Deon Muir
- Full name: Deon David Muir
- Born: 13 May 1973 (age 53) Rotorua, New Zealand
- Height: 6 ft 2 in (188 cm)
- Weight: 233 lb (106 kg)

Rugby union career
- Position: No. 8

Provincial / State sides
- Years: Team / Apps / (Points)
- 1995–02: Waikato / 101 / (210)

Super Rugby
- Years: Team / Apps / (Points)
- 1996: Crusaders / 4 / (0)
- 1997–02: Chiefs / 33 / (25)

= Deon Muir =

New Zealand rugby union player (born 1973)

Deon David Muir (born 13 May 1973) is a New Zealand former professional rugby union player.

==Biography==
Muir was born in Rotorua and educated at St Stephen's School outside Auckland.

===Rugby career===
A number eight, Muir led the Chiefs during the 2001 and 2002 Super 12 seasons, earning New Zealand rugby's "Super 12 Player of the Year" award for his captaincy efforts in his first year in charge.
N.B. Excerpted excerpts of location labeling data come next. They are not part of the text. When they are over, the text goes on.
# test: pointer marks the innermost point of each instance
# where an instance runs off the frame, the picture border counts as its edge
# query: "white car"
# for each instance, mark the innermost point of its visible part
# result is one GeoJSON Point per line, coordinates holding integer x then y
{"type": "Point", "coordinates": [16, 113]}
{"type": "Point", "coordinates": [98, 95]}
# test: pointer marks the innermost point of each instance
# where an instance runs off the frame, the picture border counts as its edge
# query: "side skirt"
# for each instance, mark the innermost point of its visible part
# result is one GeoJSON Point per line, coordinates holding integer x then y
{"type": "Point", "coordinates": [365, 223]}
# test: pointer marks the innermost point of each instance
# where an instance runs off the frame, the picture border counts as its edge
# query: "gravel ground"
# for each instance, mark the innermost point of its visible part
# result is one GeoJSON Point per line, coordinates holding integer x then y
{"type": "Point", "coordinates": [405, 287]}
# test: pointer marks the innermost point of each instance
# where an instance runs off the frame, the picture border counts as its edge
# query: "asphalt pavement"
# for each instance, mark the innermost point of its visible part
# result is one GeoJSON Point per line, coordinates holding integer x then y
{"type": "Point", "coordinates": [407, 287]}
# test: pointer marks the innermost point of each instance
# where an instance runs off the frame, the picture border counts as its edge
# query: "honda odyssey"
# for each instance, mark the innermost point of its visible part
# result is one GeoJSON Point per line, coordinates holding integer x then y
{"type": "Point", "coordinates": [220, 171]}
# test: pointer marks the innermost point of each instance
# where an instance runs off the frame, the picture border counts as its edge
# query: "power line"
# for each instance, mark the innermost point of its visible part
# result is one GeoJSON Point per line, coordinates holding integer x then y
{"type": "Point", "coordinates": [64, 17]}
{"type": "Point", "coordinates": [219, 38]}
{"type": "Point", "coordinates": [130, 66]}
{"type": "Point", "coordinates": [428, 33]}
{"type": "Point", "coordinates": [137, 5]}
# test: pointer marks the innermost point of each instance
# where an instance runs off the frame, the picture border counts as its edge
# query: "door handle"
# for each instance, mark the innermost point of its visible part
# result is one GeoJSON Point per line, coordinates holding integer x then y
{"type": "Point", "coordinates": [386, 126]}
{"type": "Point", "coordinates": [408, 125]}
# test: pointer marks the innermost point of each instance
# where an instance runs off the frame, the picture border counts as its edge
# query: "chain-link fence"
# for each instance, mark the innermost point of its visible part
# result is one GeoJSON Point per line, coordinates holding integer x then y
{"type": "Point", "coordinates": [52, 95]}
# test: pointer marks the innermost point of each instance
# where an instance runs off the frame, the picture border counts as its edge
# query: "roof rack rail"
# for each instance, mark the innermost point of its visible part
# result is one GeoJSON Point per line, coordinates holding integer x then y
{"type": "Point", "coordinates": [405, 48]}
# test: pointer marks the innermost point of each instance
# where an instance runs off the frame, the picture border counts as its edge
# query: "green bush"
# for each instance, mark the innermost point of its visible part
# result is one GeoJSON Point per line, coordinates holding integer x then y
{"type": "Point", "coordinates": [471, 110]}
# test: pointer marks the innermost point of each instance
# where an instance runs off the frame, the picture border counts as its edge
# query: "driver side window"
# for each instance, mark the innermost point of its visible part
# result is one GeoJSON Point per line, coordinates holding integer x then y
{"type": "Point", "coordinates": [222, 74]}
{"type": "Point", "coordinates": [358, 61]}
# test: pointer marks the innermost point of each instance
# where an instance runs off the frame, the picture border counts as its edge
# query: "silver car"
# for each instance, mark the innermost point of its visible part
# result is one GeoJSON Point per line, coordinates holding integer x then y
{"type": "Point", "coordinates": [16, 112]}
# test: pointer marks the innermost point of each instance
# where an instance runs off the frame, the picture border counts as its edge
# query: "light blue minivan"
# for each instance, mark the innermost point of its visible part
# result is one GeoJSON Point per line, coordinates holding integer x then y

He spent his entire provincial career with Waikato and was captain for part of their 21 successive Ranfurly Shield defences. In 2002, Muir became the 20th Waikato player to reach 100 games in their NPC semi-final win over Otago, then left at the season's end to play rugby with Japanese club Sanix. He played seven years with the Fukuoka-based club before retiring in 2008.